И вдруг – все сердца екнули – в коридоре бешено прозвенел звонок на большую перемену.
– Экая жалость! – отчаянно вздохнул Нечипоренко. – А я хотел ответить урок на пятерку. Как раз сегодня выучил!..
– Это верно? – спросил учитель.
– Верно.
– Ну, так я тебе поставлю… тоже двойку, потому что ты отнял у меня полчаса.
Человек за ширмой
– Небось, теперь-то на меня никто не обращает внимания, а когда я к вечеру буду мертвым – тогда, небось, заплачут. Может быть, если бы они знали, что я задумал, так задержали бы меня, извинились… Но лучше нет! Пусть смерть… Надоели эти вечные попреки, притеснения из-за какого-нибудь лишнего яблока или из-за разбитой чашки. Прощайте! Вспомните когда-нибудь раба божьего Михаила. Недолго я и прожил на белом свете – всего восемь годочков!
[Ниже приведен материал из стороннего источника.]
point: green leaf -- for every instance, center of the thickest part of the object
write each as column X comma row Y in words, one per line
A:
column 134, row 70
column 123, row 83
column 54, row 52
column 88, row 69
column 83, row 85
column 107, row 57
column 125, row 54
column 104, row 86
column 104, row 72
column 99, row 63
План у Мишки был такой: залезть за ширмы около печки в комнате тети Аси и там умереть. Это решение твердо созрело в голове Мишки.
Жизнь его была не красна. Вчера его оставили без желе за разбитую чашку, а сегодня мать так толкнула его за разлитые духи в золотом флаконе, что он отлетел шагов на пять. Правда, мать толкнула его еле-еле, но так приятно страдать: он уже нарочно, движимый не внешней силой, а внутренними побуждениями, сам по себе полетел к шкафу, упал на спину и, полежав немного, стукнулся головой о низ шкафа.
Подумал:
«Пусть убивают!».
Эта мысль вызвала жалость к самому себе, жалость вызвала судорогу в горле, а судорога вылилась в резкий хриплый плач, полный предсмертной тоски и страдания.
– Пожалуйста, не притворяйся, – сердито сказала мать. – Убирайся отсюда!
Она схватила его за руку и, несмотря на то, что он в последней конвульсивной борьбе цеплялся руками и ногами за кресло, стол и дверной косяк, вынесла его в другую комнату.
Униженный и оскорбленный, он долго лежал на диване, придумывая самые страшные кары своим суровым родителям…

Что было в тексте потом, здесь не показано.